Question

If function is given by ${{x}^{y}}={{e}^{x-y}}$ then $\dfrac{dy}{dx}=$
(a) $\dfrac{\log x}{{{\left( 1+\log x \right)}^{2}}}$
(b) $-\dfrac{\log x}{{{\left( 1+\log x \right)}^{2}}}$
(c) $-\dfrac{\log x}{{{\left( 1-\log x \right)}^{2}}}$
(d) $\dfrac{\log x}{{{\left( 1-\log x \right)}^{2}}}$

Answer 1

Here, first we will convert the given equation ${{x}^{y}}={{e}^{x-y}}$ in form of log by using the formula $n\log m=\log {{m}^{n}}$ . Then, we will have an equation like this $y\log x=\left( x-y \right)$ . We will then differentiate this with respect to x. We will be using the formula $\dfrac{d}{dx}\left( xy \right)=x\dfrac{dy}{dx}+\dfrac{dx}{dx}\cdot y$ , $\dfrac{d}{dx}\log x=\dfrac{1}{x}$ , $\dfrac{d}{dx}x=1$ . Thus, on solving we will get the answer.

Complete step-by-step solution:
Here, we are given the equation ${{x}^{y}}={{e}^{x-y}}$ . So, we will use the formula $n\log m=\log {{m}^{n}}$ .
We will first multiply with $\log$ on both the sides. So, we get as
$\log {{x}^{y}}=\log {{e}^{x-y}}$
Now, we will apply the formula $n\log m=\log {{m}^{n}}$ so, we get as
$y\log x=\left( x-y \right)\log e$
Now, we will assume that $\log e={{\log }_{e}}e=1$ because we know the formula ${{\log }_{n}}n=1$ . So, we get equation as
$y\log x=\left( x-y \right)$ ……………..(1)
Now, we will differentiate the equation with respect to x.
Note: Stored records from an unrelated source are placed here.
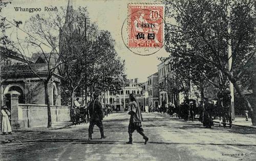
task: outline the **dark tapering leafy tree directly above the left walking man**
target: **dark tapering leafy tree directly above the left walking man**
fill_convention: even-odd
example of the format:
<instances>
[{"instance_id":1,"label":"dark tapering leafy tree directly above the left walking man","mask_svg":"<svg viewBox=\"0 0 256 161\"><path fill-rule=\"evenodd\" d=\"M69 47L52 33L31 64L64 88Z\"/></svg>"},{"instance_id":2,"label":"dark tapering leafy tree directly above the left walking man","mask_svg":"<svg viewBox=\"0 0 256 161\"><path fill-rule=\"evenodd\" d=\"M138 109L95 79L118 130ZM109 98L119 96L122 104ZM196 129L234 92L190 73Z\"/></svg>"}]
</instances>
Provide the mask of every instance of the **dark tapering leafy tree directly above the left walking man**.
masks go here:
<instances>
[{"instance_id":1,"label":"dark tapering leafy tree directly above the left walking man","mask_svg":"<svg viewBox=\"0 0 256 161\"><path fill-rule=\"evenodd\" d=\"M124 62L122 63L114 48L115 41L108 31L100 31L97 37L98 58L95 60L89 76L91 94L94 90L116 93L122 87L124 75Z\"/></svg>"}]
</instances>

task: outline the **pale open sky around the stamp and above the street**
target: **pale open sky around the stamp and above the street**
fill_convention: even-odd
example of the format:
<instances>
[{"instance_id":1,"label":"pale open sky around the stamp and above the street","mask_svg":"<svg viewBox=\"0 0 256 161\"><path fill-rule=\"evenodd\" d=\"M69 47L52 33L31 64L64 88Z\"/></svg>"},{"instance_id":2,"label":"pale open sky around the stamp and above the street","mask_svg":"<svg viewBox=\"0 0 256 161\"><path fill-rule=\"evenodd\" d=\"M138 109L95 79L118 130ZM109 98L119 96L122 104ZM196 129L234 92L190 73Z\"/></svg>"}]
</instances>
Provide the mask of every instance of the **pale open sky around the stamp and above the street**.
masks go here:
<instances>
[{"instance_id":1,"label":"pale open sky around the stamp and above the street","mask_svg":"<svg viewBox=\"0 0 256 161\"><path fill-rule=\"evenodd\" d=\"M27 1L11 1L5 7L0 15L6 17L8 20L22 20L26 21L34 14L44 13L45 7L56 6L59 8L67 7L68 0L27 0ZM86 6L89 11L89 17L91 22L96 22L100 30L108 30L113 39L115 39L115 49L122 60L125 60L125 73L128 78L139 78L139 82L147 81L147 77L157 72L157 65L161 62L158 60L159 57L168 57L168 53L161 48L158 52L151 56L139 56L131 52L126 48L121 37L122 24L128 16L127 5L129 3L138 3L138 1L127 1L127 0L73 0L72 5L74 8L78 6ZM143 3L156 3L155 1L143 1ZM16 12L14 7L22 8L41 8L41 12ZM21 25L20 28L24 28ZM12 34L14 35L14 30ZM22 31L18 31L20 37L26 37L26 34Z\"/></svg>"}]
</instances>

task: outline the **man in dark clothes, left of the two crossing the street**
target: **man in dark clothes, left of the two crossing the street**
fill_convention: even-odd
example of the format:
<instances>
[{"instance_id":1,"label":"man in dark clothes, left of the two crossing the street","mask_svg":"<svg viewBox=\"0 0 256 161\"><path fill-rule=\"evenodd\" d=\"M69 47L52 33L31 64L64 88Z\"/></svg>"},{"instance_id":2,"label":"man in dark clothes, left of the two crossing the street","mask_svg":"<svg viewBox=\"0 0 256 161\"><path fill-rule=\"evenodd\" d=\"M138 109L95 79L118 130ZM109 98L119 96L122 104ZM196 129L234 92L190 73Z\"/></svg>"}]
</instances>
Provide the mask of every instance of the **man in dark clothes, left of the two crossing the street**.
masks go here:
<instances>
[{"instance_id":1,"label":"man in dark clothes, left of the two crossing the street","mask_svg":"<svg viewBox=\"0 0 256 161\"><path fill-rule=\"evenodd\" d=\"M93 101L89 105L89 113L90 113L90 125L89 125L89 140L92 140L92 133L94 125L97 125L100 130L100 139L105 139L104 131L103 131L103 124L102 119L104 118L102 105L99 101L99 94L93 94Z\"/></svg>"}]
</instances>

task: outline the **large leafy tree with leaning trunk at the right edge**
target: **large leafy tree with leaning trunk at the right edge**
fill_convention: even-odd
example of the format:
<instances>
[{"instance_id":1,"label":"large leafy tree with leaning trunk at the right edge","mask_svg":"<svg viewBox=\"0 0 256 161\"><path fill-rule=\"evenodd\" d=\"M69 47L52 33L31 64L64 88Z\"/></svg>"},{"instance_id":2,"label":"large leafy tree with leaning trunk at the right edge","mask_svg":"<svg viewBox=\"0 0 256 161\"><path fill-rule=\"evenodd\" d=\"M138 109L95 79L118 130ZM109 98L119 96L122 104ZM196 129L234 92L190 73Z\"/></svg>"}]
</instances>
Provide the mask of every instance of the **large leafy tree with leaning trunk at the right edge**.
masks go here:
<instances>
[{"instance_id":1,"label":"large leafy tree with leaning trunk at the right edge","mask_svg":"<svg viewBox=\"0 0 256 161\"><path fill-rule=\"evenodd\" d=\"M166 51L177 58L197 58L197 62L205 64L204 70L211 67L220 70L246 102L255 125L256 109L239 86L246 69L255 61L255 2L183 0L165 3L166 16L176 20L176 24L166 23ZM228 32L229 23L231 33ZM231 70L227 57L229 40L232 45Z\"/></svg>"}]
</instances>

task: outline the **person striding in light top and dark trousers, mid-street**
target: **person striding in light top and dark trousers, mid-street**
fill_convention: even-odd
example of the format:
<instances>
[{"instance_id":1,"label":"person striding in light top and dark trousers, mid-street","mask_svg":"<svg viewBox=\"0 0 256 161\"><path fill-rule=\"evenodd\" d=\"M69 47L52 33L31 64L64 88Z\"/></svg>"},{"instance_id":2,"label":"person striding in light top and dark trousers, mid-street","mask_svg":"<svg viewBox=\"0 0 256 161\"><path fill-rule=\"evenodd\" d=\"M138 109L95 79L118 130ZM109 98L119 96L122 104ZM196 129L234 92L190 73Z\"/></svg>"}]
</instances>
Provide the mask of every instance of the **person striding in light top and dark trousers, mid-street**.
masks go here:
<instances>
[{"instance_id":1,"label":"person striding in light top and dark trousers, mid-street","mask_svg":"<svg viewBox=\"0 0 256 161\"><path fill-rule=\"evenodd\" d=\"M126 144L133 144L133 132L134 130L137 130L137 132L143 136L143 139L145 140L144 144L148 141L148 138L144 134L144 130L142 128L142 115L140 111L140 107L138 105L138 102L136 101L136 98L134 94L130 94L130 108L131 111L128 113L131 115L130 117L130 123L128 126L128 133L129 133L129 142L126 142Z\"/></svg>"}]
</instances>

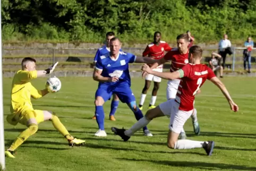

We can write it as
$\dfrac{d}{dx}\left( y\log x \right)=\dfrac{d}{dx}\left( x-y \right)$
Here, we will use the product rule i.e. given as $\dfrac{d}{dx}\left( xy \right)=x\dfrac{dy}{dx}+\dfrac{dx}{dx}\cdot y$ . So, here we will take x as y and y as $\log x$ . So, we can write it as
$y\dfrac{d}{dx}\log x+\dfrac{dy}{dx}\cdot \log x=\dfrac{d}{dx}x-\dfrac{dy}{dx}$
Now, we know that differentiation of $\dfrac{d}{dx}\log x=\dfrac{1}{x}$ , $\dfrac{d}{dx}x=1$ . So, we can write it as
$y\cdot \dfrac{1}{x}+\dfrac{dy}{dx}\cdot \log x=1-\dfrac{dy}{dx}$
Now, taking $\dfrac{dy}{dx}$ terms on left side and other terms on right side, we get as
$\dfrac{dy}{dx}+\dfrac{dy}{dx}\cdot \log x=1-y\cdot \dfrac{1}{x}$
On taking $\dfrac{dy}{dx}$ common, we get as
$\dfrac{dy}{dx}\left( 1+\log x \right)=1-\dfrac{y}{x}$
On further simplification, we can write it as
$\dfrac{dy}{dx}=\dfrac{x-y}{x\left( 1+\log x \right)}$
Now, from equation (1), we will put value of $x-y$ so, we get as
$\dfrac{dy}{dx}=\dfrac{y\log x}{x\left( 1+\log x \right)}$ ………………..(2)
Now, from equation (1) i.e. $y\log x=\left( x-y \right)$ we can write it as $y\log x+y=x$ . On taking y common we get as
$y\left( \log x+1 \right)=x$
$\dfrac{y}{x}=\dfrac{1}{\left( \log x+1 \right)}$
We will substitute this value in the equation (2) so, we get as
$\dfrac{dy}{dx}=\dfrac{\log x}{{{\left( 1+\log x \right)}^{2}}}$
Thus, option (a) is the correct answer.

Note: Students should know the formula of differentiation and formulas related to it otherwise it will become difficult to solve and the answer will be incorrect. Also, remember we have taken $\log e={{\log }_{e}}e=1$ if we take this as log e base 10 then the answer will be some numeric value and the answer will be totally changed. So, be careful in assuming the things and in order to avoid mistakes.